Giles contacted Doug Selby, the CEO of Meadowlark Design + Build in Ann Arbor, to ask whether he'd be interested in helping the new owners move and refurbish the house. Two designers at Meadowlark — Melissa Kennedy and Jennifer Hinesman — had worked on MiSo in 2005 as students, so there was a lot of internal enthusiasm for getting involved in a project that probably wasn't going to add much to Meadowlark's bottom line.
"It was quite obvious to us," Selby said by telephone. "Who the heck is going to do this otherwise?"
Inside, the building had suffered some water leaks over the years, so there's some mold to contend with. In addition, the interior claddingMaterials used on the roof and walls to enclose a house, providing protection against weather. , which appears to be pressed wood panels, should be removed and probably replaced. Insulation needs an upgrade. Its current problems appear to stem from the way in which the five modular sections were re-assembled after the house was returned from Washington.
"When they put it back together the first time, they just caulked it, and caulk doesn't last forever," Selby said. In all, Selby expects the move and repairs will cost $30,000 to $40,000 on top of the $12,500 the couple paid for MiSo.
The building comes with 32 solar panels with a rated capacity of about 6 kilowatts. Selby said at the time MiSo was built, these standard panels, each with a rated capacity of 190 watts, came at a cost of $10 per watt. Now, he said, 280-watt panels are available for about $3 a watt — that's how far solar technology has come.
Buildings with many uses
Decathlon entries find a variety of second lives once the competition ends, and program managers keep detailed records of where the buildings end up. In part, that's to give new Solar Decathlon teams good background information on what's come before them, said program manager Linda Silverman.
The Solar Decathlon dates to 2002, with biennial competitions beginning in 2005, with similar competitions springing up in Europe, China, Africa, and Latin America. Since its inception, some 130 teams here have participated, so there are plenty of second lives for the program to keep track of.
According to Silverman, Decathlon entries often become housing for faculty and students or learning labs about energy-efficient building on college campuses. One now houses a park ranger at the Jasper Ridge Biological Preserve near Stanford University. Another serves as transitional housing for military veterans who have suffered traumatic brain injury; an entry from an Austrian team was designed to float on that country's Blue Lagoon. Missouri Science and Technology, a frequent participant in the competition, has assembled its entries into a solar village where students and faculty can live.
"This is a big endeavor by the schools," Silverman said. "They tend to have ideas about where they want the houses to go afterwards. But where they end up after the competition, or within a year or two of the competition, could be different in five years."

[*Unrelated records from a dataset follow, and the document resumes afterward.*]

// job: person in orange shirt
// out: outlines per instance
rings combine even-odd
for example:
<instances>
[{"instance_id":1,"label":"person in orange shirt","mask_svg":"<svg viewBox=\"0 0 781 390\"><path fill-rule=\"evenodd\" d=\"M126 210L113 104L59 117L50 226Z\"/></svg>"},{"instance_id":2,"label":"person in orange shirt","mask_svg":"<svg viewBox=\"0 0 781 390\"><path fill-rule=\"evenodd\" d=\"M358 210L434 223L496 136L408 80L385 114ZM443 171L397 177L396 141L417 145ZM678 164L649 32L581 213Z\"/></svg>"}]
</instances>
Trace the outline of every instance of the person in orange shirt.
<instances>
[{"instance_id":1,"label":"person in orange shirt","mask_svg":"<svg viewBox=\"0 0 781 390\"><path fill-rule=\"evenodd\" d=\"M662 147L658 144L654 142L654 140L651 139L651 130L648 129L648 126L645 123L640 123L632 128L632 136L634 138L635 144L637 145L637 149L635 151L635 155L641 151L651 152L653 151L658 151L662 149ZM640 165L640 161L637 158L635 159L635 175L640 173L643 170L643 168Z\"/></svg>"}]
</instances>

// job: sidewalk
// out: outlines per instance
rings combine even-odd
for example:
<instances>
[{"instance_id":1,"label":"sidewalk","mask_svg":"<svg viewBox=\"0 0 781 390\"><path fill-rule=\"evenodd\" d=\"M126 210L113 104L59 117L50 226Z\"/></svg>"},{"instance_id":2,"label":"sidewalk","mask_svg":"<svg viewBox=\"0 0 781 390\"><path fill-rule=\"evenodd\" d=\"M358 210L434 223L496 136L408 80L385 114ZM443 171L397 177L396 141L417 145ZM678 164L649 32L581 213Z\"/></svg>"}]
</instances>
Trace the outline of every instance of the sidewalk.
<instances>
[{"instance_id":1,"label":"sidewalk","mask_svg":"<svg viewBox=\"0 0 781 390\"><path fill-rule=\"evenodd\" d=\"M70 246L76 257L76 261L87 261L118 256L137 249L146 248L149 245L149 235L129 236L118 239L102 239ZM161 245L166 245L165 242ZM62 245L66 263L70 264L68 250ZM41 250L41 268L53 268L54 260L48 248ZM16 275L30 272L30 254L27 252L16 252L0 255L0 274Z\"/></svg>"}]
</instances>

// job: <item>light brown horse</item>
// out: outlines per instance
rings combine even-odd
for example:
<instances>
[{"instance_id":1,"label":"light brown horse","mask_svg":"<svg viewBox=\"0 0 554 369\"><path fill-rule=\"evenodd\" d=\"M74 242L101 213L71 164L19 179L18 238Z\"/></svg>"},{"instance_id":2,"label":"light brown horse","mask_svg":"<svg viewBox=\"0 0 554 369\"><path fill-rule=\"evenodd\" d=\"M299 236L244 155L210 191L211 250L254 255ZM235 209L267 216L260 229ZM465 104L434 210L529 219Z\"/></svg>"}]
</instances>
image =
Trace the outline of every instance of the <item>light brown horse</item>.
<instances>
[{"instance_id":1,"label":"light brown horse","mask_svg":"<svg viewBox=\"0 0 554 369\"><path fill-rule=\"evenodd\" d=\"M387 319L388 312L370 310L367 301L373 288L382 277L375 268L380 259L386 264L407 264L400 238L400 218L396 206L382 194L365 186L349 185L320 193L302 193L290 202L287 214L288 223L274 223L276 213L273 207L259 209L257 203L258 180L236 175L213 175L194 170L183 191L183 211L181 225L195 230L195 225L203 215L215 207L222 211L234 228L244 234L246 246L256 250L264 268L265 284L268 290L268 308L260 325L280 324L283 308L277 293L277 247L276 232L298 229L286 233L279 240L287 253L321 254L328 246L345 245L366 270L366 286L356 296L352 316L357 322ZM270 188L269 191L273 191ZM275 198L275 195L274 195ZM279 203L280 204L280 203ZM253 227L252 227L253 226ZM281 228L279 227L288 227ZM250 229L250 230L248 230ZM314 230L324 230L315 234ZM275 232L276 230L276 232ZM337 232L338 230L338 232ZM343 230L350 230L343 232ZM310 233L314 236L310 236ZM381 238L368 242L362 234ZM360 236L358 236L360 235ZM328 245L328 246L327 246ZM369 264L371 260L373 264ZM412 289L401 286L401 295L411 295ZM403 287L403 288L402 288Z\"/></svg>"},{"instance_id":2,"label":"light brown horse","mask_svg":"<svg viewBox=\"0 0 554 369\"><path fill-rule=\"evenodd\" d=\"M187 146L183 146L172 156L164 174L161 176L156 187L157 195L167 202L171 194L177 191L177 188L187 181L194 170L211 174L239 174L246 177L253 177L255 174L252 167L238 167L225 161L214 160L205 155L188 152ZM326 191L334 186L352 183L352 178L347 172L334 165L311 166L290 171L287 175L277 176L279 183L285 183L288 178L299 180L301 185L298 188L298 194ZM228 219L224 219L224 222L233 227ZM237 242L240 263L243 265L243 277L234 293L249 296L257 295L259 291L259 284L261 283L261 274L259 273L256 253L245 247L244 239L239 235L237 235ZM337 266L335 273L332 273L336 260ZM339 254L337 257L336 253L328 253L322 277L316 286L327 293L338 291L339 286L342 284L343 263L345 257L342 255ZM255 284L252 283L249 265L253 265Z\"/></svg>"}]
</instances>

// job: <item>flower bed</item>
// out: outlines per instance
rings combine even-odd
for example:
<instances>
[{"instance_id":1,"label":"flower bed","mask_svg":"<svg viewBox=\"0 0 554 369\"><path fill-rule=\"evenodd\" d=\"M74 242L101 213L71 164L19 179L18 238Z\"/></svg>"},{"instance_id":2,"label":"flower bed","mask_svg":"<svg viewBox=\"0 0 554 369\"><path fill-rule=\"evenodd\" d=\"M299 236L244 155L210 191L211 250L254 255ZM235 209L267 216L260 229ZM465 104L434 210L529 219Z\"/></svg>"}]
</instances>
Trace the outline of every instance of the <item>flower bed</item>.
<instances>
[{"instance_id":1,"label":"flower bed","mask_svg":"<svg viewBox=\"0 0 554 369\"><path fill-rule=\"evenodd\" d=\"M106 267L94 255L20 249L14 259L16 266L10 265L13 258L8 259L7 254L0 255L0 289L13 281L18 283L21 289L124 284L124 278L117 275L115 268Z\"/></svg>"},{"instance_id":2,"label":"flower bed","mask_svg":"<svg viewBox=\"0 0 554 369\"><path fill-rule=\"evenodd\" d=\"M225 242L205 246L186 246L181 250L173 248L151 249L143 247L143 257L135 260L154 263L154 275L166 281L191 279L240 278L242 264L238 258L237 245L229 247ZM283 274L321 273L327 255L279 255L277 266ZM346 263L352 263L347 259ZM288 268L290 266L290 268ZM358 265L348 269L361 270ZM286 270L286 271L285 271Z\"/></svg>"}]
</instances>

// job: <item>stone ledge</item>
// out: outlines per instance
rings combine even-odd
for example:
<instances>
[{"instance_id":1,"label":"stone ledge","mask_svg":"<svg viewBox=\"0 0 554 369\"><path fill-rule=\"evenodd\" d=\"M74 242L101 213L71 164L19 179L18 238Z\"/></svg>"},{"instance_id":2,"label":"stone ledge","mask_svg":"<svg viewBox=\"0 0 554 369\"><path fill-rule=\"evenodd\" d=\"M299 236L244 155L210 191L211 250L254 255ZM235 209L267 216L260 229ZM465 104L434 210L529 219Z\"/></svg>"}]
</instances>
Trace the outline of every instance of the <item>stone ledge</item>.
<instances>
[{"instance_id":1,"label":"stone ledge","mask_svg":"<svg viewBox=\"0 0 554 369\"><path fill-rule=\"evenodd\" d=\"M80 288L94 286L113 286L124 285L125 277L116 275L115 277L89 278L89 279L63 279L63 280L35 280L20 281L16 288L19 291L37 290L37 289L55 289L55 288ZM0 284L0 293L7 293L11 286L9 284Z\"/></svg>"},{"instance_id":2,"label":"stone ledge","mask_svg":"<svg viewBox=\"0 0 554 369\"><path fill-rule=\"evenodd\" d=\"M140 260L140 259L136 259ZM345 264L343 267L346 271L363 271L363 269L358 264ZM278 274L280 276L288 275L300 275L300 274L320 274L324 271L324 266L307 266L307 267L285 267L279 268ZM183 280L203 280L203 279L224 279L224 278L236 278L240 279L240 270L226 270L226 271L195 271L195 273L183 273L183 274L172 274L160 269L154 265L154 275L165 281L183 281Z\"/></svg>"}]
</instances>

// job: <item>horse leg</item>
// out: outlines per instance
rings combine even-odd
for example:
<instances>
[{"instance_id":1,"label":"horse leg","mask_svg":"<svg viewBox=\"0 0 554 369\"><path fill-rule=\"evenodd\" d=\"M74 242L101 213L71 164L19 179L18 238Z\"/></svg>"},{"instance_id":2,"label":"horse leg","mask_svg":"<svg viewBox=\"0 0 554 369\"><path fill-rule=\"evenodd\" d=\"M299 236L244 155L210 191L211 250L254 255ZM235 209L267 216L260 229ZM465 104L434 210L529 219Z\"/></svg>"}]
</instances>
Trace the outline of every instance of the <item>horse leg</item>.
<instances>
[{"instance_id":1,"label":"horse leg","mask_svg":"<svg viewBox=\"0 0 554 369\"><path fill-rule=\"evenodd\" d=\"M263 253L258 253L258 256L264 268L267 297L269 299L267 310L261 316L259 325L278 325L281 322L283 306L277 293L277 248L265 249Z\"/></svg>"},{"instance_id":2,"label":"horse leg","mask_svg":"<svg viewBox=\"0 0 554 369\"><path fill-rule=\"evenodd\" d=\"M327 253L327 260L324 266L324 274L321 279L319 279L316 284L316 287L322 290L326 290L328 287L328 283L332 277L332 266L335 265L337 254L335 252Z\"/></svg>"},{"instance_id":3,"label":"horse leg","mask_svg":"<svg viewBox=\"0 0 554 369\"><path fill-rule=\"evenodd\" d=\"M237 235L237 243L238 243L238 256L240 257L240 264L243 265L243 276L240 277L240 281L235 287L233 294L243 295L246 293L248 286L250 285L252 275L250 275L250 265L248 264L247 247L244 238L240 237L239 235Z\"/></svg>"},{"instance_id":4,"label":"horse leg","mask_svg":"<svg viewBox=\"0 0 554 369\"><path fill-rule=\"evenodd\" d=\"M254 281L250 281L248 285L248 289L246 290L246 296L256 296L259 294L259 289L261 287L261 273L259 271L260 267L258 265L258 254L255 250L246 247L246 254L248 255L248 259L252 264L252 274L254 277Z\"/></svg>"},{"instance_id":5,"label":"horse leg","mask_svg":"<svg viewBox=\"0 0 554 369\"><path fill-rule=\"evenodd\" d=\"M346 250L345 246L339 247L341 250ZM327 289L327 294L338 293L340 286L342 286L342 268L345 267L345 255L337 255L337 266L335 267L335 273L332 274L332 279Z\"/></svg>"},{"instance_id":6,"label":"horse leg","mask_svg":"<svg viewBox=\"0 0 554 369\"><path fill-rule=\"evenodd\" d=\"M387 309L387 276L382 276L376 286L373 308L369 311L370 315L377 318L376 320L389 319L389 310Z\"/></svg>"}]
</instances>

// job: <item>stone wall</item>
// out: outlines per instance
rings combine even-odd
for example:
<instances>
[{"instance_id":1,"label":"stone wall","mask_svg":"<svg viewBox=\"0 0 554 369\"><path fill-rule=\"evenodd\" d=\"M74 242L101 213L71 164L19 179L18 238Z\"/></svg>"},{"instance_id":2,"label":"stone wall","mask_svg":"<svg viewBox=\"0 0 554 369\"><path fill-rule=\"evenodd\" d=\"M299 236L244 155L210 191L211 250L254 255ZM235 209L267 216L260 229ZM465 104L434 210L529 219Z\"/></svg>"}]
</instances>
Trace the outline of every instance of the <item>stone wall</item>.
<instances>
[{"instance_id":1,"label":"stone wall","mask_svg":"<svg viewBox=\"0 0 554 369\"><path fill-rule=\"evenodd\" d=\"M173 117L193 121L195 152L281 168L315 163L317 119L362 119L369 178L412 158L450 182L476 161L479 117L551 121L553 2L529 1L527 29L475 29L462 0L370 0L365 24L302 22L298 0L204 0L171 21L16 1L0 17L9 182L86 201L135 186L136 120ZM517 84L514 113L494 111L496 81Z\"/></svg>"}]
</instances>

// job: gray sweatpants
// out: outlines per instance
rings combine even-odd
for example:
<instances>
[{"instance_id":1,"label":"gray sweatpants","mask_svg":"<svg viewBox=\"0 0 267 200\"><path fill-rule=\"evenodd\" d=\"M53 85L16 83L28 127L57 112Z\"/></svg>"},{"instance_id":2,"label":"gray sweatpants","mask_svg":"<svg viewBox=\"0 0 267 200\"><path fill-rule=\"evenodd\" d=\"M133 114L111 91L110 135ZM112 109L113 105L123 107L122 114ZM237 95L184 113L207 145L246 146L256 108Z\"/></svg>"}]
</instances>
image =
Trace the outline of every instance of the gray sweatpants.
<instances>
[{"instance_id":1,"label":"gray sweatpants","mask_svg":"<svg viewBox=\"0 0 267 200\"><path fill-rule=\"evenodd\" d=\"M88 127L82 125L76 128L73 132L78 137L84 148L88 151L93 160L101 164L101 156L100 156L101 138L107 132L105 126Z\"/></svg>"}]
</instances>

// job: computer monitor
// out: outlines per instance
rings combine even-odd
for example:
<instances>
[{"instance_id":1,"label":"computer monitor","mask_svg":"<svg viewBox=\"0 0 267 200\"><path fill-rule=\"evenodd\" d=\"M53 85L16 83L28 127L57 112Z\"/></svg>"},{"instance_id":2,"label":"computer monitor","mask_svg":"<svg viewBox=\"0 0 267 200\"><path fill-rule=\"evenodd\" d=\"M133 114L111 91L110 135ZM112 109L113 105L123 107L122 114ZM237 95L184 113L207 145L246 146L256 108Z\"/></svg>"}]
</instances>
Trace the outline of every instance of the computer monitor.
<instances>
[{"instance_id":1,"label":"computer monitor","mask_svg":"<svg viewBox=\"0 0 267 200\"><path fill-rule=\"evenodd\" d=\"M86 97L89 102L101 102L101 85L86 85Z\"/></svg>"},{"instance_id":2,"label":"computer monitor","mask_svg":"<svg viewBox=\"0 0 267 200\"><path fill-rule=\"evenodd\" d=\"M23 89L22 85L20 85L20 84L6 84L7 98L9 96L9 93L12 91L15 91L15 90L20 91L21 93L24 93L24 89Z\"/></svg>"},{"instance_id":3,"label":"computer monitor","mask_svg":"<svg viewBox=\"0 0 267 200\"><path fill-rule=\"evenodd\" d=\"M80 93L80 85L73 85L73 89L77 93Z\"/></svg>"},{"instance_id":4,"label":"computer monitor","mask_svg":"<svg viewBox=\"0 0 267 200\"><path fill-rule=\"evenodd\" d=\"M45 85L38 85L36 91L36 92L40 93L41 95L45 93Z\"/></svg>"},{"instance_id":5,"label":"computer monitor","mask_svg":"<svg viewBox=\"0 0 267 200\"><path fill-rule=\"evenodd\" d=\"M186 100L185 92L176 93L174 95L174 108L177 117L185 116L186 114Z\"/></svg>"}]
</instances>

Student teams not only have to design and build the houses, but figure out how to get them to the competition site, dismantle them after the competition is over, and get them back to campus.
The cost of a project for a U.S. team can range from $300,000 to $1.5 million, she said, with the money coming from corporate sponsors as well as the universities themselves.
"I think it's the most unique experience you could possibly have because it's so intense," she said. It's such a real world type of experience, and the students are just so committed."
The 2017 Solar Decathlon takes place on October 5 through 15 in Denver. Thirteen teams — two of them representing overseas universities — will compete. For the first time, each team that successfully builds a house will get at least $100,000 for their efforts; top finishers will get "significantly more."